What To Do When The Crowd Yells "Free Bird!"

congress jan7.jpg
​Sooooooo.... Thursday, the U.S. Constitution was read aloud on the floor of the House of Representatives, an act that Rocks Off views as the government equivalent of doing your homework on the morning bus, but whatever.

Just as Rep. Frank Pallone, D-N.J. was reading the bit about the eligibility to be president a woman heckled him by shouting out "Except Obama!" from the visitor's gallery. If this was a Justin Townes Earl concert, she probably would've gotten a punch in the nose. As it is, the unnamed woman was simply escorted out by capitol police after proving that there is not a single safe venue left in America for good spoken-word performances.

What to do with hecklers? The question is as old as performance itself. Rocks Off decided to ask some of the rockers who have unwisely given us their personal email addresses what they advise.

Keeton Coffman, The 71's:

"I usually try and start singing about them while they are doing it. Once a guy humped my mic stand. That ended in a fight."


Kris Krunk:

The closest I've come to being heckled, is when I started the Krunkquistadors with my friend Danny. It was just he and I at first, making the beats and spittin' the rhymes.

We did a hip hop show at Jet Lounge a few years back, and we did not fit in with the crowd at that particular show. When we got on stage, you could hear snickering and comments like "WTF is this" and "For real????"

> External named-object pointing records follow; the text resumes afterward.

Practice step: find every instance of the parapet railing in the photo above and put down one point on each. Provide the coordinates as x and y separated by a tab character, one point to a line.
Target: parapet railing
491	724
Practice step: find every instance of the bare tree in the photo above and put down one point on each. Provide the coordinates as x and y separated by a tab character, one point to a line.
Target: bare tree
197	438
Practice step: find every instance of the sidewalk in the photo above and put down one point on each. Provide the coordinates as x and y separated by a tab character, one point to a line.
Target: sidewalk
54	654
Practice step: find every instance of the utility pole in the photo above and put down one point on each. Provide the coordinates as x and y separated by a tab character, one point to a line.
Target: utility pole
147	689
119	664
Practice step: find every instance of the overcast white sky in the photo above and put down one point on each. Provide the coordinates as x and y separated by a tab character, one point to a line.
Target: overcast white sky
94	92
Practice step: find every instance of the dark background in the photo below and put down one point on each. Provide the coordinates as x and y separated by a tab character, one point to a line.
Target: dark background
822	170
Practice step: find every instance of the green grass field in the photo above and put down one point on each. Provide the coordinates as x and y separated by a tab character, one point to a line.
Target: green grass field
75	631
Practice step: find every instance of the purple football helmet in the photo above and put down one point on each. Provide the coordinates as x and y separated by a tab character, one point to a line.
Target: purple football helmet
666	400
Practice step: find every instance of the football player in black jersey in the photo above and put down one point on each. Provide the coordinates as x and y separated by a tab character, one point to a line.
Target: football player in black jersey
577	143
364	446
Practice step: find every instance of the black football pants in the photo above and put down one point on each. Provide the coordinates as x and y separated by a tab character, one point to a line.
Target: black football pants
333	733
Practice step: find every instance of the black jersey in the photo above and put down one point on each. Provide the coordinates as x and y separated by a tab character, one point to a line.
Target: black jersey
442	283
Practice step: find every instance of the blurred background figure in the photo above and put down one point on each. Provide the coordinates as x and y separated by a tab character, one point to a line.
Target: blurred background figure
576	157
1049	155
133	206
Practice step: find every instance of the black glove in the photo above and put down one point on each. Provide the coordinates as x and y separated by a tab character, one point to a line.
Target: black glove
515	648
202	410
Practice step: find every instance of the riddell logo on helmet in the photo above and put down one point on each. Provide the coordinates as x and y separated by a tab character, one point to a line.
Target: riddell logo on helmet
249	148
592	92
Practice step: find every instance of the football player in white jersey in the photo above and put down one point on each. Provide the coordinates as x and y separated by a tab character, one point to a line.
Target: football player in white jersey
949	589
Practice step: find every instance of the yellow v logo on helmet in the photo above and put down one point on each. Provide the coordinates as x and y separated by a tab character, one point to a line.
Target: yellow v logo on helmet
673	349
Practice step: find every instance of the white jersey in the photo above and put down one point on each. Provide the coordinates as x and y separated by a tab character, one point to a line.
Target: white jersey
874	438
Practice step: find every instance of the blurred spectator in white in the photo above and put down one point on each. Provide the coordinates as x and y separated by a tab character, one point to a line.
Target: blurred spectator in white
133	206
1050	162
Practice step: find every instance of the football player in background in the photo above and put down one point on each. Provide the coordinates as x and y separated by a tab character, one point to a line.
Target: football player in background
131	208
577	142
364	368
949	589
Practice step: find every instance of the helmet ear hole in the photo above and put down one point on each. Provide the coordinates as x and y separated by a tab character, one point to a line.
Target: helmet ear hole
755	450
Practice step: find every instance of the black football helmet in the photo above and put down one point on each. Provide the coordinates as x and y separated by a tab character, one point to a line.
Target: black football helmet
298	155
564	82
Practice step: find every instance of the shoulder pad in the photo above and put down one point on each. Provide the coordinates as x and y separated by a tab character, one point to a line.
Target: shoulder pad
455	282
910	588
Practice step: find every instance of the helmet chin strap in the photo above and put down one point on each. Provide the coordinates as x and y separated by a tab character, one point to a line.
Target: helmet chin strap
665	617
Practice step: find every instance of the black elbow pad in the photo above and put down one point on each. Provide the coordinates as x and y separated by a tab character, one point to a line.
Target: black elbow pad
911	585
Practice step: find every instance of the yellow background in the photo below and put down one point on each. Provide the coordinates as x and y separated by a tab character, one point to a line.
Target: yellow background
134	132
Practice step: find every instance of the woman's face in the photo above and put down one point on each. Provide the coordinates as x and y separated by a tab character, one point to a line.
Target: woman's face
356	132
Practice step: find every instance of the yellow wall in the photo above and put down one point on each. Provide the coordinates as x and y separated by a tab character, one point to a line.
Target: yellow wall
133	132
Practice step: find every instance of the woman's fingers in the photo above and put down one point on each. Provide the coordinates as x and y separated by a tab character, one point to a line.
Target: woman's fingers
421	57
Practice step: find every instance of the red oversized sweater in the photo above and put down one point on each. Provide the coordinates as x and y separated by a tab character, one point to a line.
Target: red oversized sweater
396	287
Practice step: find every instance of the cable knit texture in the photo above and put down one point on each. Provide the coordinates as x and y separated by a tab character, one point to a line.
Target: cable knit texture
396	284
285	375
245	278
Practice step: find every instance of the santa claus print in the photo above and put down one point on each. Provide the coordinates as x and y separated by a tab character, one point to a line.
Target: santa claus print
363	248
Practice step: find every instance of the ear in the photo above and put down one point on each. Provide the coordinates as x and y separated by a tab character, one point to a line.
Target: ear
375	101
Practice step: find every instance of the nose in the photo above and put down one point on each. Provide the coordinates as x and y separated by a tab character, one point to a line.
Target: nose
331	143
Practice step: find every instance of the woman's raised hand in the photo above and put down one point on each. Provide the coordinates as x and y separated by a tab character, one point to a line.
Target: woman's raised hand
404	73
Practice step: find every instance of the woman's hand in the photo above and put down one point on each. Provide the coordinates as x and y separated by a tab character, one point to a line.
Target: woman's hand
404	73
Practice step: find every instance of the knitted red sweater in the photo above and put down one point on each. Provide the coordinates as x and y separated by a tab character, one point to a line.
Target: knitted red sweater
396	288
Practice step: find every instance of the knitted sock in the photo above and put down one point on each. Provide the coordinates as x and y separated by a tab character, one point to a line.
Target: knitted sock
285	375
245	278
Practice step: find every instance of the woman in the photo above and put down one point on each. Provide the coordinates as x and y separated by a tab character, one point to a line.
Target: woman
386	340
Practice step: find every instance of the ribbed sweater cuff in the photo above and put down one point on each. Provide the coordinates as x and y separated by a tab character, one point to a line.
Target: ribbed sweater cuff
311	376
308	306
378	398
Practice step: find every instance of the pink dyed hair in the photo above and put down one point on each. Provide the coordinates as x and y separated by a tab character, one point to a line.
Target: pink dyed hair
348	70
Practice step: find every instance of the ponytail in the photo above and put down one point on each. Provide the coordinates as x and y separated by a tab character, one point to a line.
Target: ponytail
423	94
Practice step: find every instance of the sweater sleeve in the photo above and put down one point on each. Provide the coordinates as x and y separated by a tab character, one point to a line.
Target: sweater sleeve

We knew some criticism would come with two white boys doing hip hop, one looking like he just got done shopping at the GAP and one lookin' like a country fried version of Tom Jones, especially after following an extremely gangsta group from New Orleans who just performed before us, who were talking about anything you can think of that's gang related, and the crowd went nuts for them.

We didn't let it faze us, though. We were well rehearsed and knew the set like the back of our hands. As soon as the beat dropped to our song "Sweet Sweet," the entire club changed their attitude real quick. We pretty much won the crowd over after just one song. There was a small group that just didn't wanna hear our upbeat and dance club type songs, but that didn't hurt our feelings, they just went outside during our set.

I say hecklers sometimes can make a motivated person do even better at a show, so they can shut that guy/girl up and hopefully win them over. Now if you come to a show unprepared and not giving two shits about it, heckling might be for the best.